Tonight at the dinner table, my son-in-law was appalled that I haven’t visited my mother’s grave, here in Fort Worth, for years, and he was even more appalled that I don’t know where my father is buried. We aren’t the kind of people to visit cemeteries. I can’t remember ever being taken to do so as a child or young person. But suddenly it seems important to me to find my father. I guess I’ll begin searching on the Web.

Wednesday, July 17, 2013

Family ties

As the mother of four adopted children and a woman who has been befriended by so many people, I have long said it's not blood that counts. It's love, what you do for others, what they do for  you. I'm having the opposite experience of that right now in an odd way.
I have a cousin in Canada who is bipolar, 78 years old, in a nursing home, and not in good health. She's in a wheelchair and can be verbally abusive when she doesn't get her way. Since she can't handle her own affairs, I have power of attorney and have been handling her affairs for several years. I remember my father saying years ago, when I was maybe 20 and he and Mom were about to set off on a trip, "Judy if anything happens to us,  you will take care of Jenny, won't you?" All these years later, those words have come home.
I have not seen Jenny since I was perhaps ten or twelve, so I can't claim we're close. And these days I can neither understand her on the phone nor read her handwriting. Sometimes she dictates a note to a nurse to send to me. She loves dogs (when I first got into this she had several animal shelters on an automatic withdrawal plan from her checking account and was donating $500 or more a month--I had to put a stop to that). But I send her pictures of Sophie, and since she's a packrat, I occasionally send a stuffed animal. And I send email notes through a wonderful lady at the home.
The other day the Senior Health Centre said they like to have final arrangements information on file in case a patient dies unexpectedly. No, they assured me, she had not taken a turn for the worse. So I've been planning a future funeral and on a journey through a branch of my father's family I know little about, tracking down her mother's birthplace--I have no idea and my dad is the only one who could tell me, so that's out. My grandfather was an Anglican minister who moved his family to a new parish every two years, and I swear they lived in every small town in southern Ontario. I give up equally on her father's birthplace and his mother's maiden name--I barely remember Uncle Walter and was never close to Aunt Rachael. Why do funeral homes need this? Then I got an estimate sheet--holy cow! It's expensive to die! Since there is no family I simply requested an Anglican minister say a prayer at the gravesite. But it's a lot more complicated than that-- they would have to hire pall bearers, and have cars to transport staff and clergy, use a hearse. If there's no funeral, why do they need staff? All of this makes me feel kind of ghoulish, since she's still living and shows no signs of dying soon.
I knew that somewhere in my files I had a record of the Denison Family Cemetery, so tonight I went through nine years of files--and found it in the last place I looked.
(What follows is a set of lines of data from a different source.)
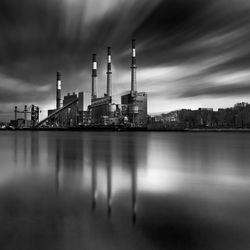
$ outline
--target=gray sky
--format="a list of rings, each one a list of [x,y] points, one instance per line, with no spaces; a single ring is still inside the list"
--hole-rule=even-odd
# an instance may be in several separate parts
[[[149,112],[250,102],[248,0],[1,0],[0,34],[0,111],[54,108],[58,70],[63,94],[90,91],[94,52],[103,95],[107,46],[128,90],[132,38]]]

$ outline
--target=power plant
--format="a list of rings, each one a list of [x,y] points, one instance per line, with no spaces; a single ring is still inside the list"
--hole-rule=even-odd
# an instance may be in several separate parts
[[[112,58],[111,47],[107,47],[107,86],[104,96],[98,96],[97,55],[92,54],[91,93],[68,93],[62,99],[62,74],[56,74],[56,108],[48,110],[48,116],[32,123],[36,127],[72,128],[72,127],[146,127],[147,94],[137,91],[136,47],[132,40],[131,48],[131,88],[121,96],[120,103],[112,100]],[[27,120],[27,108],[23,111]],[[17,110],[15,110],[15,120]],[[25,122],[24,127],[27,127]]]

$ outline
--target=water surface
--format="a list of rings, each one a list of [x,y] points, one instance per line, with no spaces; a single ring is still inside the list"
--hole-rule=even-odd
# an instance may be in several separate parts
[[[0,142],[1,249],[250,249],[250,133]]]

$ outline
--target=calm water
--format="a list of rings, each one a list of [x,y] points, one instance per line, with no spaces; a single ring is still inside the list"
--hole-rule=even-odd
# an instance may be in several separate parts
[[[250,249],[250,133],[0,133],[0,249]]]

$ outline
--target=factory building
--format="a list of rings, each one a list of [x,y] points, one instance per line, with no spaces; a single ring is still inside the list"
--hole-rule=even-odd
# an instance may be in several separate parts
[[[107,125],[108,118],[114,113],[112,104],[112,71],[111,71],[111,48],[107,48],[107,93],[104,97],[97,97],[97,61],[96,54],[92,55],[92,96],[89,107],[91,113],[91,123]]]
[[[145,127],[147,125],[147,93],[137,91],[136,48],[132,40],[131,88],[121,96],[121,104],[112,100],[112,58],[111,48],[107,47],[106,93],[99,97],[97,91],[97,57],[92,54],[91,94],[68,93],[61,97],[61,74],[56,75],[56,109],[48,111],[47,125],[55,127],[75,127],[82,125],[121,125]],[[44,121],[42,121],[44,123]]]
[[[147,93],[137,92],[135,40],[132,40],[131,57],[131,90],[129,93],[121,96],[122,105],[127,106],[123,114],[128,117],[128,122],[133,126],[144,127],[147,125],[148,120]]]
[[[131,59],[131,90],[121,96],[119,105],[112,102],[111,48],[107,49],[107,92],[100,98],[97,97],[96,54],[92,55],[92,98],[89,107],[92,124],[131,124],[135,127],[147,125],[147,93],[137,92],[135,40],[132,40]]]
[[[147,93],[134,92],[123,95],[121,102],[126,105],[123,115],[128,118],[128,121],[135,126],[146,126],[148,121],[147,114]]]
[[[61,74],[57,72],[56,80],[56,109],[48,110],[47,125],[51,127],[76,127],[90,123],[90,93],[68,93],[61,98]],[[59,112],[58,112],[59,111]],[[55,115],[53,115],[55,113]]]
The current file. Went to the website only to be warned it had a known threat. Wrote to the person who maintains the Denison family Web page, but it bounced back. So somehow I have to verify that Jenny's parents are buried there and there is a plot for her. All of this, of course, makes me nostalgic about family ties and sad that so little is known about Jenny, grateful that my children will carry on my legacy, such as it is.
And my one major thought about Jenny is what a sad, unhappy life she has had--sometimes off her meds and dumpster diving, never married, never worked, never had the ordinary life that most of us have.
So I'll keep digging until I contact someone at St. John's Cemetery on the Humber, beside Denison Park, in North York, Toronto--which is a long way from Texas.